Seton Hall hasn’t played its best basketball yet. It’s not whole. The young players in the program haven’t hit their ceilings.
“I like the way we are playing defensively, but I think we have a lot of room for improvement offensively as we move forward,” coach Kevin Willard said in a phone interview. “I think it’s a matter of we played such a hard schedule, that we haven’t had a lot of time to get into a rhythm offensively. We’ve been really grinding defensively.”
The numbers back up that assessment. No. 18 Seton Hall is ranked 10th in the country in defensive efficiency and 38th in offensive efficiency. It’s winning with defense.
Wednesday night in Indianapolis, the Pirates will see a team playing even better than they are when they visit fifth-ranked Butler, which allows the fourth-fewest points in the country (54.4). The Bulldogs have been one of the big surprises in college basketball. Picked to finish eighth in the Big East, they are just a half-game behind Seton Hall for first place and have just one loss, a one-point road setback at No. 2 Baylor.
“I look at it as a big challenge. They are legitimately really, really good,” Willard said. “They’re so physical on defense. Defensively, they’re as good as I’ve seen. Offensively, they just play to their strengths and Kamar Baldwin is playing at a high level.
“They remind me of Michigan State a little, how big and physical they are.”
Seton Hall (12-4) enters the game feeling very good about itself, having reeled off six straight wins and have started the league season at 4-0 for just the second time in program history.
A lot has changed in the last month. The Pirates were reeling then, coming off a 20-point rout at the hands of Rutgers, and star senior Myles Powell was going to miss time with a concussion.

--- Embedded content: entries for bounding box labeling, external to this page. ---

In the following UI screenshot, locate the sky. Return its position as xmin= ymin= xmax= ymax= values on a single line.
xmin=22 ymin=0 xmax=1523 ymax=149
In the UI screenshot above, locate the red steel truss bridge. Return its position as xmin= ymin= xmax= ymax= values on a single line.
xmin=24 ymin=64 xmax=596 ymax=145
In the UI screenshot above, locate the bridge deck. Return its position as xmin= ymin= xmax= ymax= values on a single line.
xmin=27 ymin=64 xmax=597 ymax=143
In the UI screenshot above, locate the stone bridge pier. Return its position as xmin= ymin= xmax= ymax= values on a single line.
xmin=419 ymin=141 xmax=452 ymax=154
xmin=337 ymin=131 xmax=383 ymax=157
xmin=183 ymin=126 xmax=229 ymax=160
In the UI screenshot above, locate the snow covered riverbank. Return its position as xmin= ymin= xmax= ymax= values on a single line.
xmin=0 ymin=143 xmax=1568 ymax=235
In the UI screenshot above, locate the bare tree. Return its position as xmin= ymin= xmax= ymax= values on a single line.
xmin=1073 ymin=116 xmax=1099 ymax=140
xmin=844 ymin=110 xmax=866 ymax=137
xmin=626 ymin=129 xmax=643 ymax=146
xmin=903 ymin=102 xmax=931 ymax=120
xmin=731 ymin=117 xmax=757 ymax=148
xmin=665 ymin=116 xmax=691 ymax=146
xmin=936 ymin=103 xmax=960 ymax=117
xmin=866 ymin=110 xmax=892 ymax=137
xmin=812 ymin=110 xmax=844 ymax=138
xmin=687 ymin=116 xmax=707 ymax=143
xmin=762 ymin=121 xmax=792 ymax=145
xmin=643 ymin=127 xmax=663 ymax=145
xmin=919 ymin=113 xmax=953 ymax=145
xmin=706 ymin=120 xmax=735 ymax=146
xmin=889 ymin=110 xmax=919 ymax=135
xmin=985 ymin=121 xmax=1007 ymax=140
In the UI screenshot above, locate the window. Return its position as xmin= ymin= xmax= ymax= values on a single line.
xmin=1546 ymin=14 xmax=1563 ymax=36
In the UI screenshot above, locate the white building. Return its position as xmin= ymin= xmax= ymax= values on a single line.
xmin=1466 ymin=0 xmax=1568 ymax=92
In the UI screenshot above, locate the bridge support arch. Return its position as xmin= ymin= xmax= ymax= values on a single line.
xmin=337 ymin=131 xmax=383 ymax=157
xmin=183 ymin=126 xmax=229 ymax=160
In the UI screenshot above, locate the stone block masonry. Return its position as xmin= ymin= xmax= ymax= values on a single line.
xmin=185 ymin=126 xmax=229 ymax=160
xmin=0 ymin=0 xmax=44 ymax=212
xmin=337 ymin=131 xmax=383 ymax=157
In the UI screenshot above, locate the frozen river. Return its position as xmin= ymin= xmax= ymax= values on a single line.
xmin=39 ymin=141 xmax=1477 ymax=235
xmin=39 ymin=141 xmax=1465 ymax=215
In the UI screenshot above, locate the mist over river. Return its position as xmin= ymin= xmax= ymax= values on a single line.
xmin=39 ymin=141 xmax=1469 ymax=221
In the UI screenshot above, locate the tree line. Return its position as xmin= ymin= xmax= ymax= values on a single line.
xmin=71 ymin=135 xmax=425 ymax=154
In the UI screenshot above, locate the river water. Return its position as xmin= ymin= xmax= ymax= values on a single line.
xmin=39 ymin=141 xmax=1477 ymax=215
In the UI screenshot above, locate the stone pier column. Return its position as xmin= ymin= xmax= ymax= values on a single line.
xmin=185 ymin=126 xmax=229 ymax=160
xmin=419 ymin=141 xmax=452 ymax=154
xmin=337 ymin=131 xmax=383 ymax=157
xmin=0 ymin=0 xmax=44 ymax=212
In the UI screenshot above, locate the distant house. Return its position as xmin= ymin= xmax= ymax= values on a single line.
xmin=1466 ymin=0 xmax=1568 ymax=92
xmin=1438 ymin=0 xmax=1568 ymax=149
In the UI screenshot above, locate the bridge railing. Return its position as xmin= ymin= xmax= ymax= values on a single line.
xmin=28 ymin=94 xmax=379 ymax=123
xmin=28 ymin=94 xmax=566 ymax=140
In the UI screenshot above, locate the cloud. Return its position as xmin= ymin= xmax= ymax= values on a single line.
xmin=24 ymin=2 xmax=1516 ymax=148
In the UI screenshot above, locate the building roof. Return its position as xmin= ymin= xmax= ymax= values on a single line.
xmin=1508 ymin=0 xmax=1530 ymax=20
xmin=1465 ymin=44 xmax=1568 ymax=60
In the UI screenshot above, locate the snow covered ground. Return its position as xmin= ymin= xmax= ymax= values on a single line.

Without him, they stunned No. 17 Maryland. Since returning for the league season, he’s been red-hot, averaging 22.2 points per game in winning consecutive Big East Player of the Week honors. Just as important, the supporting cast has picked it up. Sophomore Jared Rhoden and freshman Tyrese Samuel have filled in nicely for injured power forward Sandro Mamukelashvili (fractured right wrist). Center Romaro Gill has emerged as more than just a shot-blocking specialist, scoring in double figures three straight games. Quincy McKnight’s all-around game has improved, as his 9.2 points and 7.5 assists in league play suggest. Everyone is contributing.
“The way we’re playing is because of the schedule we played,” Willard said. “In the non-conference, we played three true road games and only six home games. No one else did that. We took some lumps, it wasn’t always pretty, but I think it has helped us.”
Mamukelashvili underwent a bone scan on his wrist Monday and the results were positive, according to Willard. The coach said the junior forward, who is still wearing a brace on his wrist, is ahead of schedule, and could return when the Pirates host Xavier on Feb. 1. He’s been out since Dec. 8.